Case No. 16-cv-13805
Honorable Thomas L. Ludington
GENESEE COUNTY SHERIFF’S
DEPARTMENT, et al,
Defendants.
_______________________________________/
ORDER GRANTING MOTION FOR EXTENSION OF TIME TO FILE AMENDED
COMPLAINT, GRANTING MOTIONS TO STRIKE AMENDED COMPLAINT IN
PART, DENYING MOTIONS FOR ALTERNATE SERVICE, AND DIRECTING
PLAINTIFF TO FILE A SECOND AMENDED COMPLAINT
On October 26, 2016, Plaintiff Aaron Robinson filed a complaint which alleged that
Defendants Genesee County Sheriff’s Department, Sergeant Gerald Park, Deputy Ryan
Rainwater, Deputy F/N/U Hoover, and ten other John Does repeatedly beat and otherwise
mistreated Robinson while he was confined in the Genesee County Jail. ECF No. 1. Defendant
Rainwater was served on December 16, 2016. In response to the complaint, Rainwater filed a
motion for a more definite statement, ECF No. 6, seeking additional information regarding
“which Defendant allegedly committed what tort and when.” Id. at 4. On January 16, 2017, the
Genesee County Sheriff’s Department appeared for the purpose of filing a motion to dismiss,
arguing that a sheriff’s department is not an independent legal entity that is amenable to suit
under Michigan law. ECF No. 14. On January 30, 2017, Robinson filed a motion to substitute
Genesee County for the Sheriff’s Department as a Defendant, acknowledging that the Sheriff’s
Department should not have been named as a Defendant.
Around the same time, Robinson filed a motion to extend the deadline to serve the
remaining Defendants.
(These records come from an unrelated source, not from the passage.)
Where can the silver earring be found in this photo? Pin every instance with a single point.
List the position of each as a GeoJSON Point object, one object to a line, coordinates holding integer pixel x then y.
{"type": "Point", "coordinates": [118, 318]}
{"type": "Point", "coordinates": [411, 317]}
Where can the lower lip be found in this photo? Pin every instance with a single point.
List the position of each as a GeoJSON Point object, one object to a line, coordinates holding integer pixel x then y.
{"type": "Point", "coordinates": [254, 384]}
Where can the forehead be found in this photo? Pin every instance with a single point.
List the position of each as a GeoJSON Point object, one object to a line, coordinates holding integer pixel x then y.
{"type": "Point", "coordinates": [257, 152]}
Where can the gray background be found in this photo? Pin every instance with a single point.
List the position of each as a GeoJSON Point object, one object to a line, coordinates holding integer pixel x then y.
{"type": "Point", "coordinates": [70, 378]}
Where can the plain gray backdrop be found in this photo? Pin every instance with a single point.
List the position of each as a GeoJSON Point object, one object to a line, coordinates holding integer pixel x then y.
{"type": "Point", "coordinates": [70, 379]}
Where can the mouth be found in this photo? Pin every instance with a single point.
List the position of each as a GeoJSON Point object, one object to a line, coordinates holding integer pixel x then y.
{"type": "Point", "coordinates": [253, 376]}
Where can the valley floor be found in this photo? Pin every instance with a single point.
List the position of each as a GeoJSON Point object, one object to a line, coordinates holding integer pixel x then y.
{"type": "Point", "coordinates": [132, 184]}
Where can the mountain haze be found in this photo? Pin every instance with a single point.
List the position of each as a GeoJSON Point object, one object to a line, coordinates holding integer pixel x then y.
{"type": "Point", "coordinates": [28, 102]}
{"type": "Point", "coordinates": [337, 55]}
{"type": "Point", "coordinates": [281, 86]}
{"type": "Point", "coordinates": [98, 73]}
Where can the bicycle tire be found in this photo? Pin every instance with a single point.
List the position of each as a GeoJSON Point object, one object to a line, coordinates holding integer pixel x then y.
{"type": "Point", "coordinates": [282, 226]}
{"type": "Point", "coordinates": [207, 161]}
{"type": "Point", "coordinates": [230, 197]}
ECF No. 15. Six days after that motion was filed, the Court granted a
thirty day extension of the deadline, to February 24, 2017. ECF No. 16. On February 13, 2017,
Rainwater filed a motion to vacate the Court’s order extending the service deadline. ECF No. 23.
The next day, Robinson filed a second motion to extend the service deadline. ECF No. 25.
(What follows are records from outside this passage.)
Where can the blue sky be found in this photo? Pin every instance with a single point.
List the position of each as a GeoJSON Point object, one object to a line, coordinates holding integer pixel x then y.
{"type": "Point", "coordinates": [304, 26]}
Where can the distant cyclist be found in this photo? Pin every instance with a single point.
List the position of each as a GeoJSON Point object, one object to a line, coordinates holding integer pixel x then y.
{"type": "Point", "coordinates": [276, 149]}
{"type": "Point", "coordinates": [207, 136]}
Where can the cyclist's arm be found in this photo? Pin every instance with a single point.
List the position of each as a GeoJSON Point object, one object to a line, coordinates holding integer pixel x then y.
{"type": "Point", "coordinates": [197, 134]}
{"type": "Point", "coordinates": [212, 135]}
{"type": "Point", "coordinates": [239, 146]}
Robinson also filed a motion to amend his complaint. ECF No. 26. Finally, on February 22,
2017, the Genesee County Sheriff’s Department filed a motion to quash a subpoena which
Robinson sent to the Department.
On March 24, 2017, the Court issued an opinion and order addressing the pending
motions. ECF No. 36. The Court dismissed the Genesee County Sheriff’s Department, but
directed Robinson to file an amended complaint which provided a more definite statement and
added Genesee County as a Defendant. The Court further found that Robinson’s attempt to join
several new parties (and ten “John Does”) was unavailing because the statute of limitations had
run and the joinder, if and when it occurred, would not relate back to the date the original
complaint was filed. The Court also found that Robinson had demonstrated good cause for his
delay in serving the unserved Defendants. Thus, the Court granted Robinson a second, thirty-day
extension of time for service. The Court ordered Robinson to file an amended complaint which
provided a more definite statement and included the appropriate Defendants on or before April 7,
2017.
On April 7, 2017, Robinson filed a motion for an extension of time to file the amended
complaint. ECF No. 37. In the motion, Robinson’s counsel indicated that, despite the case having
been filed in October 2016, he had not yet personally met with his client.1 On April 7, 2017,
1
This delay is even more unjustifiable when the Court’s March 24, 2017, order to provide a more definite statement
is considered.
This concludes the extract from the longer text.